Milk hasn’t been a priority of mine for very long; Noah’s birth helped spur me towards changing what kind of milk I drink. Much of the milk in the U.S. is produced in bad conditions, where cows’ lifespans are extraordinarily reduced because they’re forced to produce vastly more milk than is reasonable. I’m a big milk drinker, but that’s a topic for another day.
The question is: is milk still good if produced in bad conditions? I think the answer to this can be pretty nuanced: It depends. It’s likely not morally good; it’s not necessarily healthy, but it depends on what else you’re eating as to whether it’s healthy: “Healthy” is a relative term, and your choices depend so much on how much money you have. Maintaining life, particularly in the economic north, always comes at a cost, and my perspective is that I have to terms with that while trying to minimize that cost.
Organic milk vs non-organic is not the only choice here. Buying organic doesn’t necessarily mean you can sleep easy at night, knowing you only drink happy cows’ milk. But restless sleep doesn’t mean anything to cows, either. So here are some things I think about when choosing milk:
If cost is your greatest concern and you’re buying non-organic milk, buy really cheaply at convenience stores like 7-eleven or Store 24 (or Market Basket, of course). If the savings add up, use them to try other kinds of milk for a month, to see how you like them. For those of you in Massachusetts, the cheapest organic milk I’ve found is the 2% Stonyfield at Target ($3.29 for a half-gallon) and the Amish Organic milk at some Market Baskets (2.99 for a half gallon)
For most of us cost is a major factor in deciding what kind of milk we drink. For adults with other sources of Vitamin D and calcium, reducing quantity in favour of quality is a possibility. For the most part, you get what you pay for. That said, non-organic milk at Shaw’s costs as much as organic milk at Market Basket. Overall, non-organic milk is extraordinarily, and artificially, cheap.
Before I talk about the different facets that make up choices over quality, I’d like to suggest that, for those of you who are currently buying only the cheapest milk, consider a gradual transition rather than an overnight one. For example, consider buying organic milk at the end of the month when you discover the budget allows it. And then gradually increase your budget.
Choose milk you love
I’d forgotten how good milk can taste. I compared Garelick Farms (1%, non-organic), Market Basket brand (1%, non-organic), Archer Farms Organic (Target brand, 2%, organic), 2% Stonyfield (Organic), The Organic Cow, Trader Joe’s brand (both organic and non-organic). Of the non-organic milk brands, I liked Garelick Farms best. But to date, my favourite brand overall, based on taste, is Stonyfield. I like that it’s also relatively cheap for organic milk. Trader Joe’s actually has the cheapest gallon of organic milk (5.99/gallon) but I didn’t like the taste that much- the 2% seemed pretty watered down.

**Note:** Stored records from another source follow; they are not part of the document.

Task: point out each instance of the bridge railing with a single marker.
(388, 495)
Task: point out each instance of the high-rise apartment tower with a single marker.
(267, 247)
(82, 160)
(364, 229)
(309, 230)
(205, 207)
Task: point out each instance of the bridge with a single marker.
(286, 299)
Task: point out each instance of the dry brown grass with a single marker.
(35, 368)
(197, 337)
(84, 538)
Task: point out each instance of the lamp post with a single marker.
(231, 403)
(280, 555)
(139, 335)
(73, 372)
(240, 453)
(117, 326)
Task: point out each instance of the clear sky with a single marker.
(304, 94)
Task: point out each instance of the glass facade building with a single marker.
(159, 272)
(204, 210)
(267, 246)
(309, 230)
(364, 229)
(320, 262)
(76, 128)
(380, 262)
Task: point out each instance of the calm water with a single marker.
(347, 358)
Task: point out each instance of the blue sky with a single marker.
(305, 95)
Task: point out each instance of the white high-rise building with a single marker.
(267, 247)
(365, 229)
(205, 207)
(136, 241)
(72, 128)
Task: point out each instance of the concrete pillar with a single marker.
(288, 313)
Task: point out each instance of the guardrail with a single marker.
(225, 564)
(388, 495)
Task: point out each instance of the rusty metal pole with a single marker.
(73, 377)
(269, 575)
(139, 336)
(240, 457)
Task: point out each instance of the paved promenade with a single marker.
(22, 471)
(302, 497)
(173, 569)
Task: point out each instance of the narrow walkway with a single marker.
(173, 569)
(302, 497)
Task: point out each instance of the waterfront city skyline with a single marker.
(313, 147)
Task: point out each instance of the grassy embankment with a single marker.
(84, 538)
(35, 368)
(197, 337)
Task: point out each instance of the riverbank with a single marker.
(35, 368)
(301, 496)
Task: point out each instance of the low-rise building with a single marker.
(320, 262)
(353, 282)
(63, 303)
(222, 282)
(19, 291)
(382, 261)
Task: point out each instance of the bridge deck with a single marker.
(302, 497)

3. Organic vs. Non-Organic
Research the farm/group of farms, not just whether it's certified organic
If you have access to milk where you have visited the farm and seen how the cows are treated, I don’t think that the “organic” label matters nearly as the farm itself. That said, based on taste, there’s a clear difference between organic and non-organic milk, whether or not I know much about the farm. So switching to organic milk has been my gateway drug: a starting point before I try to consider all these other important categories.
4. Small farm vs. Large Farm
If you can, choose a farm that's interested in serving the masses (no, I'm not sure what exactly that means)
About a year ago, I wrote about this interview with Joel Salatin. I believe he makes a powerful case for small, local farms. The organic giant, Stonyfield, has helped me take the leap, so I’m very grateful to them for this, even as I'm not sure they're the place to land for the long term. I’d love others to weigh in on the debate, as sourcing milk locally seems really important but I’d be interested to hear the argument for large networks of farms. I'd love to hear how we could make sustainable, respectful farms the norm, rather than the expensive exception.
5. Raw vs. Pasteurized vs. Ultra-pasteurized
Consider pasteurized milk, rather than ultra-pasteurized (I don't know about raw milk yet
I’m actually just starting to read about the raw milk movement, so I’ll review a couple of books in a few weeks; I don’t know enough to comment on raw milk. Most milk that I’ve encountered on the shelves-- including all the large organic milk brands-- is ultra-pasteurized, to make it last longer in your fridge. But I think food should go bad. It’s normal. I’ve found some pasteurized milk from Maine at our coop, and I’m going to use it to make yoghurt and decide whether to start using it exclusively.
Returnable glass if possible, cartons second and plastic last
Glass, plastic, or cartons? Many cities around the U.S. now recycle cartons (Check the full listing here), which makes them a better choice than previously. I’d say try for glass, and if you can’t go for cartons, and if you can’t go for plastic. What do you think?
If you drink milk, how do you decide what kind of milk to drink and give to your family?